Approfondir le sujet
- Spectacle et culture, France TV
- En scènes, le spectacle vivant en vidéo, INA
- Caroline Broué, Une autre manière de filmer le théâtre, La grande table, France Culture, 19 juin 2014
- Benoit Basirico, Opéra et cinéma, Unions multiples, Opéra de Paris
- Opéra Online, Tout l’univers de l’art lyrique
- La Toile, le service VàD qui permet de garder un lien avec la salle de cinéma, 23 mars 2020, CCN
- Viva l’opéra, oeuvres lyriques et ballets sur grand écran, UGC
- Monique Créteur 1931-2023 : hommage à la marionnettiste
Histoire de servante
Lorsque à l’ouverture du centre Pompidou, en 1977, Claude Noël, engagé comme régisseur lumière, est arrivé avec une servante en bois, équipé de deux ampoules, du théâtre de Chaillot, Il lui a fallu négocier fortement pour que les services de sécurité acceptent que cette chose reste allumée de la fermeture à la réouverture de la grande salle.
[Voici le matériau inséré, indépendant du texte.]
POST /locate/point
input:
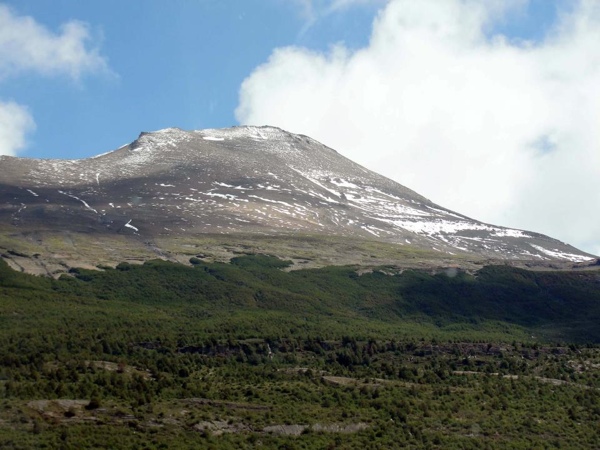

Au moins jusqu’en 1982 la tradition fut respectée. En est-il encore le fait aujourd’hui ?
Je ne sais pas (je ne pense pas) que la servante soit toujours utilisée à Pompidou…
Cela est de moins en moins le cas, d’ailleurs, dans les théâtres.
Notamment parce qu’un autre type d’éclairage est installé, parfois allumé par détecteur de « présence » .
L’anecdote, que je ne connaissais pas, ne m’étonne guère de Claude Noël, qui fut l’ami lors de très nombreux spectacles.
Il disait, parlant d’un technicien qui était au planning qu’il « servait » la représentation…
Merci Régis pour ce récit si joliment écrit, cette belle histoire qui est la nôtre gens de spectacle et public. Ces écrans, qui peuvent veiller pendant notre attente du retour des artistes en chair et en os, peuvent s’agiter, se colorer, se remplir de vie, de lumières de sons et même de vibrations, ils ne remplaceront jamais l’émotion collective ressentie dans une salle de spectacle. Un jour, bientôt, très vite, les artistes vont revenir nous enchanter.